There is apparently nothing the staff can, or will, do about this, and to be honest, like the pain in your foot, you block it out of consciousness rather easily. You drag yourself down the hall and hardly register the group of men masturbating on either side of you.
Including some old journal entries from the time period surrounding this experience:
vegetable sandwiches, old curry; expired
my head won’t stop spinning and oh i’m so tired
there’s nothing to do and there’s nothing to say
never dare to wish for a happy day
bloody flesharms stitched with blue hairs
don’t ever look there, it’s a bit hard to care
you grow new heal bloom but never again will you be trueyou
i see crows they’re eating my eyes
they poke with their beaks until i die
my carcass dissolves over months of death eaters
picking and pulling, ive come down with a fever
it’s hot and i sweat i feel pain all night
i cry and i scream and there is no end in sight
we are dying we’re crying “there’s things that will eat you”
from inside or outside they’re going to reach you
pray you die swiftly forget your life missed , pray pray pray
pls don’t exist
[September 27, 2019]
—---
things aren’t quite right, morning and night
things feel different in so many ways
i’m currently dazzling, dizzy and dorothy
“swung up in a tornado in my mind”?
the moon grows smaller as it rises
it was large, yellow, lamp
now it is silver, shining, eye
it seems wisest to me, low and warm
young and bright and full of life as it reaches up
thinking about the moon is good
the moon is beautiful
[April 23, 2019]
—--
woke up into hell
bugs crawl out of my nose and eyes
into my ears, brain, spine
i’m twitching and itching
the house is on fire
watery welling eyes
swelling in the sunshine
swelling swollen POP
and my eyes run down my face
to join the bugs
hibiscus ginger kombucha
bc it looks like blood
[August 25, 2019]
—----
loneliness continues
I create friends out of it all
all the scraps are forgotten souls
refrigerators break my heart
mute so forgotten
refrigerators want friends too
hum and I’ll give you a kiss
abandoned objects
lonely rooms
I’m haunted by their sadness
Oh God everything is so scary all the time
[October 10, 2017]
—-----
the voice inside my head will take on these accents when it’s kind of loopy
different people different places
and sometimes play phrases on a loop
just now it was talking about what it was doing e.g. “she expected to like this cookie, eating this cookie feels like a chore to her”.
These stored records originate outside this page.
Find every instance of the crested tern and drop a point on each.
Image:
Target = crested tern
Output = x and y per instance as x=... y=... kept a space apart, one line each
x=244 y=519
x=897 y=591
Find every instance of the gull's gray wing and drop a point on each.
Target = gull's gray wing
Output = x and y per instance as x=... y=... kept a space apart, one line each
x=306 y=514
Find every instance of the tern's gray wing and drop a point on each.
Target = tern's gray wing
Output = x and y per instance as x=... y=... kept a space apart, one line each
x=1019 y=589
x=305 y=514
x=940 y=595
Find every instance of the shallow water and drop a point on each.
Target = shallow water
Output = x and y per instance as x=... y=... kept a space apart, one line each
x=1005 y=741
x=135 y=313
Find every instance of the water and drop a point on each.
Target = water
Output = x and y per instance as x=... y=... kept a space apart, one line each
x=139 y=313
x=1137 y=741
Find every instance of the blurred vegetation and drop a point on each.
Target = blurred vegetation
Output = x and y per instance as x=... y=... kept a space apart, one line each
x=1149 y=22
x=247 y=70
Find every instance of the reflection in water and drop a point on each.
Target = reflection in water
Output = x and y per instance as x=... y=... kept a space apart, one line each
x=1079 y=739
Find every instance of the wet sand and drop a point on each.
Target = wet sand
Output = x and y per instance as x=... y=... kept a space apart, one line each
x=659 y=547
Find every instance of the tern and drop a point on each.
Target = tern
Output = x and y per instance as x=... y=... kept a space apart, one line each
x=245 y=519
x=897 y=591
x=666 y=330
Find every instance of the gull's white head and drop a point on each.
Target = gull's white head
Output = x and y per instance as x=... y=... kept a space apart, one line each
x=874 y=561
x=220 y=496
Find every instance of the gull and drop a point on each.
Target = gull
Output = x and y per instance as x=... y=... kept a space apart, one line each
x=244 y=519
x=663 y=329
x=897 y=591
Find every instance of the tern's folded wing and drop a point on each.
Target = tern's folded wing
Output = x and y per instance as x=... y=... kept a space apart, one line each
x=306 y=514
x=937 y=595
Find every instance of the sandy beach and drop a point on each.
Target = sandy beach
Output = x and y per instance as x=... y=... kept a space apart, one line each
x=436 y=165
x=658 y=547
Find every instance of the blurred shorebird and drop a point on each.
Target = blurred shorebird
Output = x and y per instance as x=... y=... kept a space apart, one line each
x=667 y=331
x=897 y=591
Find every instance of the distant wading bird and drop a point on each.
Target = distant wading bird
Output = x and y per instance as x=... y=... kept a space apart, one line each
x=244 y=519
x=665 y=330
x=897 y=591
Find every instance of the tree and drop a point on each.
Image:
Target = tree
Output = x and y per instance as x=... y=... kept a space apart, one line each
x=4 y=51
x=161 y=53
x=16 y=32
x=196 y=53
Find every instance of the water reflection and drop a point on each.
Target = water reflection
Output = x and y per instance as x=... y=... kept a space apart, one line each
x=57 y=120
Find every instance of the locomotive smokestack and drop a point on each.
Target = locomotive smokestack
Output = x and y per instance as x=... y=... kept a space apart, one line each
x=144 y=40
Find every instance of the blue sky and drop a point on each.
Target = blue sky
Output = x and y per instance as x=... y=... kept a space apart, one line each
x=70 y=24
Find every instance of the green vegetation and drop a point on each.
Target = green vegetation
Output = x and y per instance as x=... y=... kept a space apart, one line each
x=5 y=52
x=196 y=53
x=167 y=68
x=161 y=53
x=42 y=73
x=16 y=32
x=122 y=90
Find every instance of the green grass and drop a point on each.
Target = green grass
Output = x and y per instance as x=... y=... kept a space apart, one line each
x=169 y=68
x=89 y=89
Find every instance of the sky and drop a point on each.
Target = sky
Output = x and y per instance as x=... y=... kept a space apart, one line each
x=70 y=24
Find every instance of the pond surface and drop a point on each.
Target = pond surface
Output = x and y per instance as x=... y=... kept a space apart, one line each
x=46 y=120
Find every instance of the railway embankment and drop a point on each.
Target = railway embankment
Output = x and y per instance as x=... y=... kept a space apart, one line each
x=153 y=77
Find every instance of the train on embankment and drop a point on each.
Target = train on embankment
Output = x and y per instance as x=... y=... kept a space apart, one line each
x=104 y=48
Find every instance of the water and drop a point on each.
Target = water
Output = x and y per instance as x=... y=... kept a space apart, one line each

it’s my inner voice and it’s not in my control and i can’t make it stop either and when it happens sometimes it keeps me awake for hours. it can be loud and layered. sometimes it gets so loud it’s suddenly sounds like a real person in my room. but then that’s a bit different. i don’t know. the images drop too. once the images get clear i hear someone say something and then i do not look, not because i’m scared, but because it is not real and i am nearly asleep so i calm down and then i fall asleep. that’s the loopy nighty time routine.
12:30am
[September 10, 2019]
wow. that was beautiful
What a journey Scout. Its absolutely so well written.